There is growing evidence that inositol phosphates closely associate with the cytoskeleton and can modulate the activity of a variety of proteins (Machesky & Hall, 1996; Janmey, 1998). Recent studies also indicate that PtdIns(3,4,5)P3, the lipid product of PI 3-kinase, activates both native and cloned KATP channels (Shyng & Nichols, 1998; Baukrowitz et al. 1998; Harvey et al. 2000). Thus leptin disruption of actin filaments may involve a PtdIns(3,4,5)P3-dependent process. Consistent with this possibility, phalloidin prevented the PtdIns(3,4,5)P3-driven activation of KATP channels in this cell line. This is also consonant with the hypothesis that a leptin-driven increase in PtdIns(3,4,5)P3 must occur prior to depolymerisation of actin filaments and activation of KATP channels. A consequence of this result is that actin depolymerisation per se appears to activate KATP channels, and the activation is not due to a direct interaction of phosphoinositides with channel components. It will be interesting now to determine the mechanism by which PtdIns(3,4,5)P3 acts on actin filaments in order to activate KATP channels. A recent study (Missy et al. 1998) has demonstrated that PtdIns(3,4,5)P3 can selectively associate with the Rho family of GTPases, in particular Rac1, and these proteins are key regulators of the actin filament structure (Settleman, 2000).

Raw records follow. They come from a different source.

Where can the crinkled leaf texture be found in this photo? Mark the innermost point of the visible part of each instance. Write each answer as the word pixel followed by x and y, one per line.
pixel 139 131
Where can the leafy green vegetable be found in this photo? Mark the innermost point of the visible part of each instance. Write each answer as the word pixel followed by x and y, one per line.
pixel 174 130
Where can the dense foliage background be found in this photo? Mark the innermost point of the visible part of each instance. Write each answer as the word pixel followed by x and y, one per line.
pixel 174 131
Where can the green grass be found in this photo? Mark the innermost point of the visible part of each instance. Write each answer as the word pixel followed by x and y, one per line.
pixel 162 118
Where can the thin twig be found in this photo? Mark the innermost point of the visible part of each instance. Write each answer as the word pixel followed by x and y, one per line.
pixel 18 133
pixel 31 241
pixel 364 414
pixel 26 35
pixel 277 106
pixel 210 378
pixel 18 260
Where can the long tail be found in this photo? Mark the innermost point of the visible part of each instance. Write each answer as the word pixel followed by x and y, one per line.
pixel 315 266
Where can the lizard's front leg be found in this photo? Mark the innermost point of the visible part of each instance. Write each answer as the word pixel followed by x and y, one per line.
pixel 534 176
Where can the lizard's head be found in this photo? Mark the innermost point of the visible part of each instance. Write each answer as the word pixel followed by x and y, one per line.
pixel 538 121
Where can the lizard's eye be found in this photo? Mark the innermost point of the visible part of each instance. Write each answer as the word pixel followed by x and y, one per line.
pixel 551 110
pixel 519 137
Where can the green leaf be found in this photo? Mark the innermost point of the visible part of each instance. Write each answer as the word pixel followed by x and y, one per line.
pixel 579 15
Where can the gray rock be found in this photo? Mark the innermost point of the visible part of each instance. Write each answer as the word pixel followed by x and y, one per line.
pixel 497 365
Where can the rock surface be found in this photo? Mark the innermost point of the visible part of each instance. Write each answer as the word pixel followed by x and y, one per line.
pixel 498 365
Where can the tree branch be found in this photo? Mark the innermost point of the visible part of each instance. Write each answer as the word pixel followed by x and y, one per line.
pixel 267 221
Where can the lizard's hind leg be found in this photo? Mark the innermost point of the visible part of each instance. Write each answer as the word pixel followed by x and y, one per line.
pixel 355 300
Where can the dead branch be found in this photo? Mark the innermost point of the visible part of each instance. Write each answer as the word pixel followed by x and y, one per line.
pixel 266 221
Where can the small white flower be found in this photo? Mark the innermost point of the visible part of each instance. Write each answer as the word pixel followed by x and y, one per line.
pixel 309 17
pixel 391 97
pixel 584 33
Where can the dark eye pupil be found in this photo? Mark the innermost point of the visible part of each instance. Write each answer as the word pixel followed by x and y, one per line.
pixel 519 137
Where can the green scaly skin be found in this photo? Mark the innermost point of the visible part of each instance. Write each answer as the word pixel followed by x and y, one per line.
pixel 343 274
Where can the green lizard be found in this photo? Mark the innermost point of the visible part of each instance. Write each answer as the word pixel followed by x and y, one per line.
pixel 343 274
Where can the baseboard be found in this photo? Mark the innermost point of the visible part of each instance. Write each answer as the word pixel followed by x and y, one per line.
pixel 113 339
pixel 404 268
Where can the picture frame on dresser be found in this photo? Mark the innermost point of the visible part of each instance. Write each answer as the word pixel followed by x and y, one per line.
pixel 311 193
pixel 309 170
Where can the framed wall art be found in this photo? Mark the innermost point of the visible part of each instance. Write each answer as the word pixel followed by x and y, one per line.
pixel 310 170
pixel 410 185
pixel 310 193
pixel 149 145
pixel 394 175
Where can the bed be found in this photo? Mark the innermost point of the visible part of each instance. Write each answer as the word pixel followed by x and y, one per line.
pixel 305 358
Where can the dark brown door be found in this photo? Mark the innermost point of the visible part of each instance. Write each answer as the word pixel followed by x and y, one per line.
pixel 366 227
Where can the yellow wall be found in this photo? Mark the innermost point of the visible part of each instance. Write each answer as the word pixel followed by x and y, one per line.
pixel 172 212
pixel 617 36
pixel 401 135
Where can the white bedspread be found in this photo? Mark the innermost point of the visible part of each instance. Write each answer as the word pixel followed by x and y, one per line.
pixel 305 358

In conclusion, these data indicate that in CRI-G1 insulin-secreting cells, leptin activation of KATP channels involves a complex and novel signalling pathway that ultimately leads to reorganisation of the actin cytoskeleton. Since leptin also activates KATP channels in hypothalamic glucose-receptive neurones, it will be interesting to determine whether the leptin receptor transduction pathway in these neurones also involves disruption of the cytoskeleton. This may be particularly important in obese individuals who display resistance to leptin since leptin resistance is most probably due to a defect in the signalling downstream of the leptin receptor. Therefore, the involvement of the cytoskeleton in leptin activation of KATP channels may be an important factor in our understanding of the signalling pathways underlying these defects.
This work is supported by The Wellcome trust (grant nos 042726, 047368 and 055291). J.H. and A.J.I. are Wellcome Research Career Development Fellows. We thank Emma Horn for assistance with cell culturing.